On May 20, 1985, John Paul II gave a homily at a Mass with artists in Brussels: "The Church has long since made a covenant with you [...] Do not interrupt this extraordinarily fruitful contact! Do not close your spirit to the breath of the divine Spirit!". This dialogue between art and the Church was undoubtedly an important concern of John Paul II. In Brussels, he addressed the problem of the artistic representation of God.
The representation of the divine mystery is a basic problem of Christian art. It also concerns the way to represent the Holy Spirit. Artists have to decide in which symbolic language the reality behind the visible things can be most adequately expressed. Nor is the representation of the Holy Spirit obvious in the history of art.
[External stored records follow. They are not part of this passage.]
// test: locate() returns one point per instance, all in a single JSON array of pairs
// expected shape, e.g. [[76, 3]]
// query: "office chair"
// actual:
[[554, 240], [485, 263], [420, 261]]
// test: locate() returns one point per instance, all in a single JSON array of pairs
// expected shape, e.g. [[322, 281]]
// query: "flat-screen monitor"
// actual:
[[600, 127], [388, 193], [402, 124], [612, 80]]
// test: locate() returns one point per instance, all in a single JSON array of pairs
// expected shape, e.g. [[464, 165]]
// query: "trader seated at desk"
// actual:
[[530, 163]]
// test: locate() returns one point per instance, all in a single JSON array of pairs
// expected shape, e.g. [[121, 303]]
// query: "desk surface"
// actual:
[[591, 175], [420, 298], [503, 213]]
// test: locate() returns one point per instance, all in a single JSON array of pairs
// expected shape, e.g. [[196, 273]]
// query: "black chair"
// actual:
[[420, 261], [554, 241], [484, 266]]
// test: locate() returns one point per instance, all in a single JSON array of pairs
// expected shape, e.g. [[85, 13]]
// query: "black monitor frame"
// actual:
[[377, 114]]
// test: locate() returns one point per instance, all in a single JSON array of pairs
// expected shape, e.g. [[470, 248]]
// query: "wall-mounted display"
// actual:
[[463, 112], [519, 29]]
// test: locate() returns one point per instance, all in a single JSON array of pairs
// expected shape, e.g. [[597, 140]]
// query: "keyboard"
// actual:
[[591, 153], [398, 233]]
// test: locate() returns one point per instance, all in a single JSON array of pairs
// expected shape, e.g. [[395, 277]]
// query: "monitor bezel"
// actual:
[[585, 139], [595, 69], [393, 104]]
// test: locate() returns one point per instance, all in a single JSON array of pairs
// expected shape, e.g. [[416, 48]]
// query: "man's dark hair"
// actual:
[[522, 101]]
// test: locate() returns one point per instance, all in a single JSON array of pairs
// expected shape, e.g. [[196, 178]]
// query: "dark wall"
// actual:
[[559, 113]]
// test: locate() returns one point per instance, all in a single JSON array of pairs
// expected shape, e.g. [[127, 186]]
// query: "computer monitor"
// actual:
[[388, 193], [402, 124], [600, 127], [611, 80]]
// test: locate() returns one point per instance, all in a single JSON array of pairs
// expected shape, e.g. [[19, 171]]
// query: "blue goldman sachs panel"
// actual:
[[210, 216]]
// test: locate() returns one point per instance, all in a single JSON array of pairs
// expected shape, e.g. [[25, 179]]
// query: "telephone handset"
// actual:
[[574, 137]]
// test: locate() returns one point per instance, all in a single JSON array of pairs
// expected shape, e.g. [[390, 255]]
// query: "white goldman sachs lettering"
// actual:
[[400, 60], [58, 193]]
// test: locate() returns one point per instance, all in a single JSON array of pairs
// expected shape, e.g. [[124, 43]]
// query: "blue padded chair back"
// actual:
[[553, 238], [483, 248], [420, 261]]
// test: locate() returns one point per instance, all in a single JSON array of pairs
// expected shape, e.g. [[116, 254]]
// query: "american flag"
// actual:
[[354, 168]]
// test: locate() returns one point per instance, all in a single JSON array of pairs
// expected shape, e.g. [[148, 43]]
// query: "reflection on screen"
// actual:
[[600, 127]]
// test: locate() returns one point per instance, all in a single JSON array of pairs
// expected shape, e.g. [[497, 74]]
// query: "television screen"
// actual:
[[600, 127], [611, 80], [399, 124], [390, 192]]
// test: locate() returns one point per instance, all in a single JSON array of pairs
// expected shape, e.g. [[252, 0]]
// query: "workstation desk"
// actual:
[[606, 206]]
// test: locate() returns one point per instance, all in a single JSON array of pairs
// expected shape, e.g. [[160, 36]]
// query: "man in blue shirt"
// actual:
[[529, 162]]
The first iconographic representations of Pentecost emerged in the 5th century as a consequence of the dogmatic decisions of the Councils of Nicaea (325) and Constantinople (381). In any case, the most important formula for the Holy Spirit in the images of late antiquity was the dove (Mt 3:16), in accordance with the great importance of the biblical witness in the faith of the early Church. Also in contemporary art, the most frequent image of the Holy Spirit is the dove.
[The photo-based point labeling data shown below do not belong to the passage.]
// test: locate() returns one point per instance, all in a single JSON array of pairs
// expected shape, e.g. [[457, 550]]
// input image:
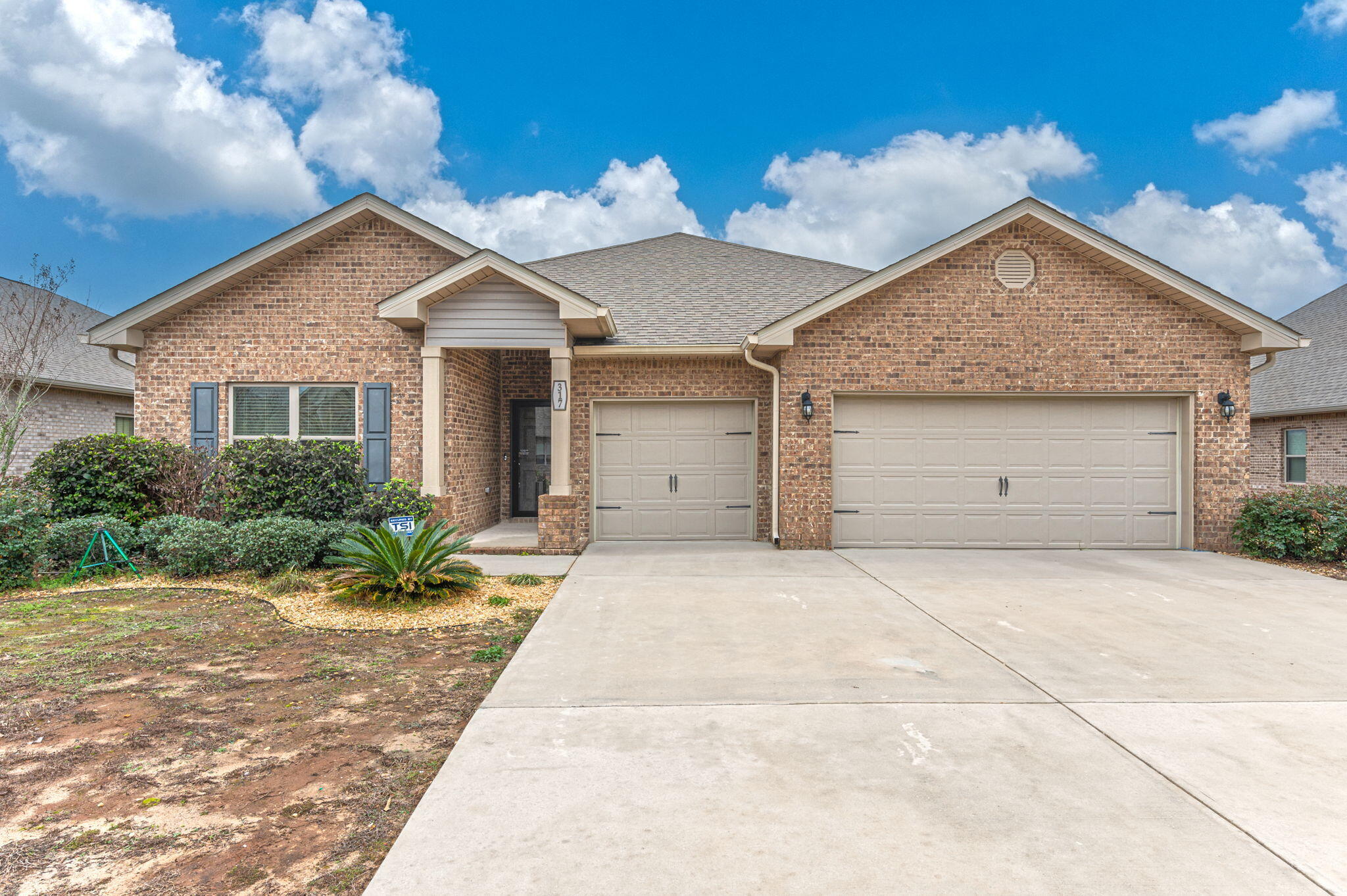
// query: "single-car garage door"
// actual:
[[672, 470], [1005, 471]]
In the third and fourth centuries, ecclesiastical writers had allegorically referred the dove to Christ or to the human soul, and it had the same meaning in the reliefs and paintings of the sepulchral art of that time. But since the biblical truth of the triune God was elevated to dogma of the Church, (381), in the images the dove was reserved for the Person of the Holy Spirit. In the images, the rays that surround it or depart from it indicate its condition of divine gift.